Empirisme

Sens plus larges

Dans les attitudes quotidiennes comme dans les théories philosophiques, les expériences auxquelles se réfèrent les empiristes sont principalement celles qui découlent de la stimulation des organes des sens – c’est-à-dire de la sensation visuelle, auditive, tactile, olfactive et gustative. (En plus de ces cinq types de sensations, certains empiristes reconnaissent également la sensation kinesthésique, ou la sensation de mouvement). La plupart des empiristes philosophiques, cependant, ont maintenu que la sensation n’est pas le seul fournisseur d’expérience, admettant comme empirique la conscience d’états mentaux dans l’introspection ou la réflexion (comme la conscience que l’on a de la douleur ou que l’on est effrayé) ; de tels états mentaux sont alors souvent décrits métaphoriquement comme étant présents à un « sens intérieur ». La question de savoir si d’autres types d’expérience, tels que l’expérience morale, esthétique ou religieuse, doivent être reconnus comme empiriques est controversée. Une considération cruciale est que, à mesure que l’on élargit le champ de l' »expérience », il devient de plus en plus difficile de distinguer un domaine de propositions véritablement a priori. Si, par exemple, on devait considérer l’intuition du mathématicien concernant les relations entre les nombres comme un type d’expérience, on aurait du mal à identifier tout type de connaissance qui ne soit pas en fin de compte empirique.

Même lorsque les empiristes sont d’accord sur ce qui devrait compter comme expérience, cependant, ils peuvent encore être fondamentalement en désaccord sur la façon dont l’expérience elle-même devrait être comprise. Certains empiristes, par exemple, conçoivent la sensation de telle manière que ce dont on a conscience dans la sensation est toujours une entité dépendant de l’esprit (parfois appelée  » donnée sensorielle « ). D’autres embrassent une version du « réalisme direct », selon laquelle on peut directement percevoir ou être conscient d’objets physiques ou de propriétés physiques (voir épistémologie : réalisme). Il peut donc y avoir des différences théoriques radicales même parmi les empiristes qui sont attachés à la notion que tous les concepts sont construits à partir d’éléments donnés dans la sensation.

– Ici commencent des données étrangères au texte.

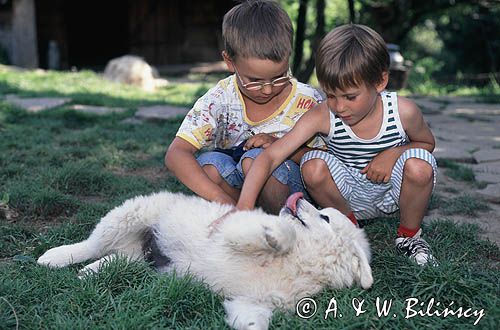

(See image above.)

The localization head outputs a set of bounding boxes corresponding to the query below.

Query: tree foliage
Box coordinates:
[293,0,325,82]
[357,0,499,45]
[434,4,499,79]
[283,0,499,85]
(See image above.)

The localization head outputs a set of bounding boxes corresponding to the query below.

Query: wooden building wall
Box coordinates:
[128,0,230,65]
[33,0,233,70]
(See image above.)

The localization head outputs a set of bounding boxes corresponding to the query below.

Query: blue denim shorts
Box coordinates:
[197,147,306,194]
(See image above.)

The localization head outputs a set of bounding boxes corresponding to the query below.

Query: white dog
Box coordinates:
[38,192,373,330]
[103,55,168,92]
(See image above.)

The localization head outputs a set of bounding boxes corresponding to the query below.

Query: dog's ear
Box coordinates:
[351,241,373,289]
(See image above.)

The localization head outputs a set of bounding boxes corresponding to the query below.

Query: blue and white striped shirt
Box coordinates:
[322,91,408,170]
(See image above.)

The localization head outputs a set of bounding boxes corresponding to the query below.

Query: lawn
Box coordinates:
[1,66,499,329]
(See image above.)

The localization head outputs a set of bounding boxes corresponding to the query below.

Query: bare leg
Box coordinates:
[301,159,352,215]
[257,176,290,215]
[202,164,240,202]
[241,158,289,215]
[398,158,434,230]
[37,241,97,268]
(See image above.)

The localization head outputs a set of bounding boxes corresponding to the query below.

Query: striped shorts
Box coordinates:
[300,148,438,220]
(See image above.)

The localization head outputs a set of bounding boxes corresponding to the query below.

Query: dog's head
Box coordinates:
[279,193,373,289]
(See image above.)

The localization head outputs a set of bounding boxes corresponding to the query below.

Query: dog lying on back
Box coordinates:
[38,192,373,330]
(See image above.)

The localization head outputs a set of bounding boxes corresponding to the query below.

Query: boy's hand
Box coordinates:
[208,208,237,237]
[244,133,277,150]
[361,148,402,183]
[212,194,237,206]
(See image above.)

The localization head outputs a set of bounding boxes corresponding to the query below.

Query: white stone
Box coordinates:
[473,149,500,163]
[135,105,189,121]
[443,102,500,116]
[69,104,127,115]
[474,173,500,184]
[434,140,475,162]
[471,161,500,173]
[5,96,70,112]
[476,183,500,203]
[413,97,446,114]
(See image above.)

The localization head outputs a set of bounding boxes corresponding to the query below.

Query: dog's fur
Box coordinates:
[38,192,372,330]
[103,55,168,92]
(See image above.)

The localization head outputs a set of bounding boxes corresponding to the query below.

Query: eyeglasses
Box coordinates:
[233,66,292,91]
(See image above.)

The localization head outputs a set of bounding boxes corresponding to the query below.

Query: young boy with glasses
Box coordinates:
[165,0,323,214]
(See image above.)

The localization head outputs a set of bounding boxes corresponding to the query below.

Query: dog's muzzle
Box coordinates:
[281,192,308,227]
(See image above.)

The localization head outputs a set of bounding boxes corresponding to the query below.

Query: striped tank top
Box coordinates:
[323,91,408,170]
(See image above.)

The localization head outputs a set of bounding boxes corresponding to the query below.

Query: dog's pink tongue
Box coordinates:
[285,192,303,215]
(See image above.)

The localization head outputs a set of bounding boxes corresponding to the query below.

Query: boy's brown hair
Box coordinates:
[222,0,293,62]
[316,24,390,92]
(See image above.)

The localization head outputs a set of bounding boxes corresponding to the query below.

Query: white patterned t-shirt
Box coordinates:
[176,75,324,150]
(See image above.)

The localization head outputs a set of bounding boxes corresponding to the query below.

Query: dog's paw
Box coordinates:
[37,245,75,268]
[77,263,99,279]
[223,298,272,330]
[77,256,115,279]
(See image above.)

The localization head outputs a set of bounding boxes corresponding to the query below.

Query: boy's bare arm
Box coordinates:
[237,107,329,210]
[243,133,311,164]
[398,97,435,151]
[288,145,313,164]
[361,98,435,183]
[165,137,236,205]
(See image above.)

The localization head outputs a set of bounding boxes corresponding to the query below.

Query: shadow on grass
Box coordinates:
[0,72,210,109]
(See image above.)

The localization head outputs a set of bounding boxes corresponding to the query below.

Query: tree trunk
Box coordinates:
[296,0,325,83]
[348,0,355,23]
[292,0,309,74]
[12,0,39,68]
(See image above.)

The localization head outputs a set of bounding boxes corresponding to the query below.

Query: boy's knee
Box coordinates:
[403,158,433,186]
[302,159,329,187]
[240,157,253,175]
[202,164,224,184]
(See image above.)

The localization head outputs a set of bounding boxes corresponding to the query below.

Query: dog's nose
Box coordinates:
[285,192,303,215]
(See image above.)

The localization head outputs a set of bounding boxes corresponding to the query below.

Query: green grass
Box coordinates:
[429,193,491,216]
[440,194,490,216]
[408,83,500,103]
[405,70,500,103]
[0,64,210,108]
[438,159,489,189]
[438,159,476,182]
[1,67,499,329]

Deux autres points de vue liés à l’empirisme, mais pas identiques, sont le pragmatisme du philosophe et psychologue américain William James, dont un aspect était ce qu’il appelait l’empirisme radical, et le positivisme logique, parfois aussi appelé empirisme logique. Bien que ces philosophies soient empiriques dans un sens ou dans l’autre, chacune d’entre elles a une orientation distincte qui justifie son traitement en tant que mouvement distinct. Le pragmatisme met l’accent sur l’implication des idées dans l’expérience et l’action pratiques, tandis que le positivisme logique s’intéresse davantage à la justification des connaissances scientifiques.

William James
William James

William James.

Courtesy of the Harvard University News Service

Lorsqu’il décrit une attitude quotidienne, le mot empirisme véhicule parfois une implication défavorable d’ignorance ou d’indifférence à la théorie pertinente. Ainsi, qualifier un médecin d' »empirique » revient à le traiter de charlatan – un usage qui remonte à une secte de médecins qui s’opposaient aux théories médicales élaborées – et dans certains cas métaphysiques – héritées du médecin grec Galien de Pergame (129-c. 216 ce). Les empiristes médicaux opposés à Galien préféraient se fier aux traitements dont l’efficacité clinique était observée, sans s’interroger sur les mécanismes recherchés par la théorie thérapeutique. Mais l’empirisme, détaché de cette association médicale, peut aussi être utilisé, de manière plus favorable, pour décrire un refus catégorique de se laisser influencer par autre chose que les faits que le penseur a lui-même observés, une résistance brutale aux opinions reçues ou aux chaînes précaires du raisonnement abstrait.